It’s the spookiest month of the year and spiders top many people’s lists of the scariest pests! Here’s a handy guide for identifying common species that frequently find their way in to homes, including the brown recluse spiders:
Brown Recluse Spiders
Brown recluse spiders have a characteristic dark brown violin marking on their back. These spiders often infest cedar shake roofs and spin irregular webs, which are used as a retreat.
The common house spider is usually the spider most often encountered indoors. It is a nuisance pest, probably more because of its webs than the spider itself. The house spider is found worldwide and is common throughout the United States and Canada.
The common name for the hobo spider comes from its presumed method of expanding its distribution by hitching rides with humans along major highways in the Pacific Northwest. In fact, the hobo spider was introduced from Europe in the 1930s and has become established in at least 6 states since, displacing many native spider species as it spreads.
About 300 species of jumping spiders are found in the United States and Canada. Unlike most spiders, jumping spiders are active during the daytime and seem to like sunshine.

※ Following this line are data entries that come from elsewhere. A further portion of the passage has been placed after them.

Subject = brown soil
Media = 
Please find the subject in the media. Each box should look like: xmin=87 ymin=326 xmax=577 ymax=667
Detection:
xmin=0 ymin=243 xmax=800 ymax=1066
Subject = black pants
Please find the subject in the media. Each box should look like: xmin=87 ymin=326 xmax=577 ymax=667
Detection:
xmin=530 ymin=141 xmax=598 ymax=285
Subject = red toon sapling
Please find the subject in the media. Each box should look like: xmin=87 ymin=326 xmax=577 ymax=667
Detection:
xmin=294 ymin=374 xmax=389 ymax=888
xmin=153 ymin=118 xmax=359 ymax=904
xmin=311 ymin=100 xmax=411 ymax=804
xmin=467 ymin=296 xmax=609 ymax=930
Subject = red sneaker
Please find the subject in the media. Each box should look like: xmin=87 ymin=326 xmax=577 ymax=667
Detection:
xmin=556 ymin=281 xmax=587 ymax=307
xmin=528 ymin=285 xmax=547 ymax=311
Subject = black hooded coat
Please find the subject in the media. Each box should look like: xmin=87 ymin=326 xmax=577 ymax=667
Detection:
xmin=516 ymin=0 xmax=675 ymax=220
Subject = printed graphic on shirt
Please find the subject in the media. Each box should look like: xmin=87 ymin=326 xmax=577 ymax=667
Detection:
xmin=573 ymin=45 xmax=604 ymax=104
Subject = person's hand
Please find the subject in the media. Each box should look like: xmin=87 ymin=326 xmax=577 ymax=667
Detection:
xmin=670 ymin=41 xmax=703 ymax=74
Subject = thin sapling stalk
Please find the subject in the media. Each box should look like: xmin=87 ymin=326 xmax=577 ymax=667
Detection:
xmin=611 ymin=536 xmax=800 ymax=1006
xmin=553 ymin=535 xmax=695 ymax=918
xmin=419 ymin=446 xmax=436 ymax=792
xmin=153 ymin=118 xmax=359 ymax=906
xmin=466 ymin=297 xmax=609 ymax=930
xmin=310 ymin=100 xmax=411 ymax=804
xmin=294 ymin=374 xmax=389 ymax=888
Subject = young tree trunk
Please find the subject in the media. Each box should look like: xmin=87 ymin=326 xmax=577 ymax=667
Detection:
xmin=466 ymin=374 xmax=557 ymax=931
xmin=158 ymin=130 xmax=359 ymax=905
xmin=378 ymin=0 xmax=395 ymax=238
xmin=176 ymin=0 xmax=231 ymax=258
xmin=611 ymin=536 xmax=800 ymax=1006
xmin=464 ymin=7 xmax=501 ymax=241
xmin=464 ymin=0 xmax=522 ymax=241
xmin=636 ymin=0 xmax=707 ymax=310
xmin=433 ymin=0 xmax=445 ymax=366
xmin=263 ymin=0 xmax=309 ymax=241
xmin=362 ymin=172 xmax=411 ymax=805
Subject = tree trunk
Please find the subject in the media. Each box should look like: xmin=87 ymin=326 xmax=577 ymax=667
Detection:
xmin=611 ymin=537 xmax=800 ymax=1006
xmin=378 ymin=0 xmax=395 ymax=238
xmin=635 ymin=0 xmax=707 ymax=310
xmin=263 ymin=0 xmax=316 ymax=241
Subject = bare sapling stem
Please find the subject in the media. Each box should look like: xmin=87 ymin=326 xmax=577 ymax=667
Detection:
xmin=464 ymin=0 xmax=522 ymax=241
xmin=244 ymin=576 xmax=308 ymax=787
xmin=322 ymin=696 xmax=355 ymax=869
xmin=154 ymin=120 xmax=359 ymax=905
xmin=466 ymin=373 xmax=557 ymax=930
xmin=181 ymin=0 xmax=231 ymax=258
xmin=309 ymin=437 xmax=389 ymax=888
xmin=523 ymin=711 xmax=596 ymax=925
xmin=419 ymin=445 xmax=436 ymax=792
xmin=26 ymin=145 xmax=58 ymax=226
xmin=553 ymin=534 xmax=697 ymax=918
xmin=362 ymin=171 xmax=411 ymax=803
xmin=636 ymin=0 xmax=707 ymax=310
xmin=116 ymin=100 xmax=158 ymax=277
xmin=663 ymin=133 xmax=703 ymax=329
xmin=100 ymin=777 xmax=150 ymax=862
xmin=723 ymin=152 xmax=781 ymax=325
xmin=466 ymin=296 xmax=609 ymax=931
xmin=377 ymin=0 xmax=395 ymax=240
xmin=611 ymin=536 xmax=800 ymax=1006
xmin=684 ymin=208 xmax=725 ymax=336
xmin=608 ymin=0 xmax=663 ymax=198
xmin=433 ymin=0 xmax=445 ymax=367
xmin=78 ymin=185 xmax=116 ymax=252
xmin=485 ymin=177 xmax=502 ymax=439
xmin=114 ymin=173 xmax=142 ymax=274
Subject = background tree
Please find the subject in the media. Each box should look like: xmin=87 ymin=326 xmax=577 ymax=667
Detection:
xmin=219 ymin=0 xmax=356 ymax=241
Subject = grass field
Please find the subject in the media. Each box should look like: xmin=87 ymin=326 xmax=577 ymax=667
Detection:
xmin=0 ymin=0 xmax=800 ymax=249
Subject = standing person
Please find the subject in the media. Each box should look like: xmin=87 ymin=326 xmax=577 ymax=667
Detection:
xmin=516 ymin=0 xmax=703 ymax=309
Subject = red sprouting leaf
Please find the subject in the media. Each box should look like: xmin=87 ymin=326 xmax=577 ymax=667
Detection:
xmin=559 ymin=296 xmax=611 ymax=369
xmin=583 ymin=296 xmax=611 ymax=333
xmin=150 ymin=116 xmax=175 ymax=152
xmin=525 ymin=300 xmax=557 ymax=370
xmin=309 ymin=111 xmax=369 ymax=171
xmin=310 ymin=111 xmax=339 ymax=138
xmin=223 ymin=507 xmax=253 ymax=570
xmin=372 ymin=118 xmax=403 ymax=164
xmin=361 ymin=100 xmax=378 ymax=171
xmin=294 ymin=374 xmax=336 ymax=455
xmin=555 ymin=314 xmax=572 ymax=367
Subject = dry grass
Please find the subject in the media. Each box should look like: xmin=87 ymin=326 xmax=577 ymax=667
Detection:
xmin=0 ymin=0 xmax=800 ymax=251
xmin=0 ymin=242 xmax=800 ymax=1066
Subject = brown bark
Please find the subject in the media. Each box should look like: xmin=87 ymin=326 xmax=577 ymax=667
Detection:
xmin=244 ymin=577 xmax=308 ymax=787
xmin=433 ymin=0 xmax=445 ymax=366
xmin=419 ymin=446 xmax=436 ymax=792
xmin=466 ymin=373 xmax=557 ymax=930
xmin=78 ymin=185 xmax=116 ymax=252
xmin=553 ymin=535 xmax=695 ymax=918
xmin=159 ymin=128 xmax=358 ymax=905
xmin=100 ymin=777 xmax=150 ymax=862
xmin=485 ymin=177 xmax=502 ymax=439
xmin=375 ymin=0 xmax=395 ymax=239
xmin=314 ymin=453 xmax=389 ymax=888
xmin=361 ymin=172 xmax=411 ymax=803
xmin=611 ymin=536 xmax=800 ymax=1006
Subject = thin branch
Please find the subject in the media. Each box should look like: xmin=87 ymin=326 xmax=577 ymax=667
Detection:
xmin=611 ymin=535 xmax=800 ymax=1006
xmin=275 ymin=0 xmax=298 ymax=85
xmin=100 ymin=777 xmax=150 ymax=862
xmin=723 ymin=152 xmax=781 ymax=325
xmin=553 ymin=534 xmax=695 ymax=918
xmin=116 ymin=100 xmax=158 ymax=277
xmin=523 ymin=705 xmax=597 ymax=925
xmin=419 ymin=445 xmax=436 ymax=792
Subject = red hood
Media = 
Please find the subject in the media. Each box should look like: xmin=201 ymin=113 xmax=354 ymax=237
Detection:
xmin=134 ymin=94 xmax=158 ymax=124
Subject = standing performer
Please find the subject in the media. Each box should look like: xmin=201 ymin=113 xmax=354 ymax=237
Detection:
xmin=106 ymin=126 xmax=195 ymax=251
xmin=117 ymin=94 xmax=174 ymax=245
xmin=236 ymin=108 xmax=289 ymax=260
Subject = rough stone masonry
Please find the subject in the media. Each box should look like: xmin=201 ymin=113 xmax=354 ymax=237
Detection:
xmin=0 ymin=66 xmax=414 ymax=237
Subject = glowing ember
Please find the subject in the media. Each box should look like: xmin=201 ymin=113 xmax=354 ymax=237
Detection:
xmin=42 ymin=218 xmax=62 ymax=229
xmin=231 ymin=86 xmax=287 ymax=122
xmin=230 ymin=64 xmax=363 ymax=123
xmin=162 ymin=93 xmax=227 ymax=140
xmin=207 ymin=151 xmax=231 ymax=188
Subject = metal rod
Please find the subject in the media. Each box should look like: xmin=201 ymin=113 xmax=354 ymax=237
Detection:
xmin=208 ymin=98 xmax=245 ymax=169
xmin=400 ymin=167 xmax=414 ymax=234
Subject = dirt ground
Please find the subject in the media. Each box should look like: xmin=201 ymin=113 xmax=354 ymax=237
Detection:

Long-bodied Cellar Spiders
Long-bodied cellar spiders are commonly referred to as “daddy-long-legs” because of their very long, thin legs, and as their name implies, are found in dark and damp places like cellars and basements. There are about 20 species of cellar spiders in the United States and Canada.
Unlike most spiders, wolf spiders don’t hunt with webs. Instead, they chase their prey using their fast running ability. These spiders are often big and hairy which alarms some people, but they are primarily nuisance pests. Over 100 species of wolf spiders are found in the United States and Canada.